The movie exploits violence for shock value and for laughs. A few times, it even paints Tonya to be complicit in her own abuse, using her fourth-wall breaking, sassy commentary to give the audience permission to dismiss the abuse as ‘quirky’ and ‘funny,’ instead of ‘deeply troubling’ and ‘problematic.’

I came into the theater to see a darkly comedic take on the cutthroat drama surrounding Tonya Harding and Nancy Kerrigan. The movie recreates a set of interviews from all the characters involved in the plot to break Nancy Kerrigan’s leg so that she was unable to compete in the Olympics. The story follows Tonya Harding as she grows up in an abusive household, falls in with a collection of dumb, toxic people, and eventually gets expelled from the figure skating community.

The casting was perfect; Margot Robbie was flawless as the rough-spoken, red-necked Tonya Harding, while all the other actors matched their real-life counterparts seamlessly. The end credits showed the tapes with the real-life people who inspired the movie, and the resemblances to the actors were uncanny.

With all that being said, I really disliked this movie.

I didn’t like the plot. It left me feeling anxious and uncomfortable. That might be a little unfair to the movie because it was intended to be a dramatization of real-life events, but the emphasis on domestic violence permeated every potentially comedic or enjoyable aspect of the film.

Even if that was Tonya’s real-life experience, I felt betrayed as an audience member that the movie didn’t advertise itself as a dark drama. With some warning, I might have liked the movie better, or I would have avoided it altogether.

I think the real problem with this film is that it’s trying to recast the villain as the hero of her own story, but even though Tonya is a victim of her toxic relationships, we don’t end up rooting for her success. She’s an unsympathetic character, and very little about the film changes that perspective – there’s no growth, no change in character or in circumstances.
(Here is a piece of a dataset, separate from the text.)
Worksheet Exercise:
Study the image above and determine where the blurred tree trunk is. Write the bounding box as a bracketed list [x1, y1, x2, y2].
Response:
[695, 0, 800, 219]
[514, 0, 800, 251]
I, Tonya is a never-ending cycle of violence without triumph or redemption, and it’s completely demoralizing. I didn’t need to watch a theater of people laugh right after Margot Robbie pats makeup over her bruises after being tossed around like a straw doll – I am so thoroughly tired of depictions of violence against women being portrayed as ‘edgy’ and ‘revolutionary.’ Filmmakers should know better, and I’m sick of it.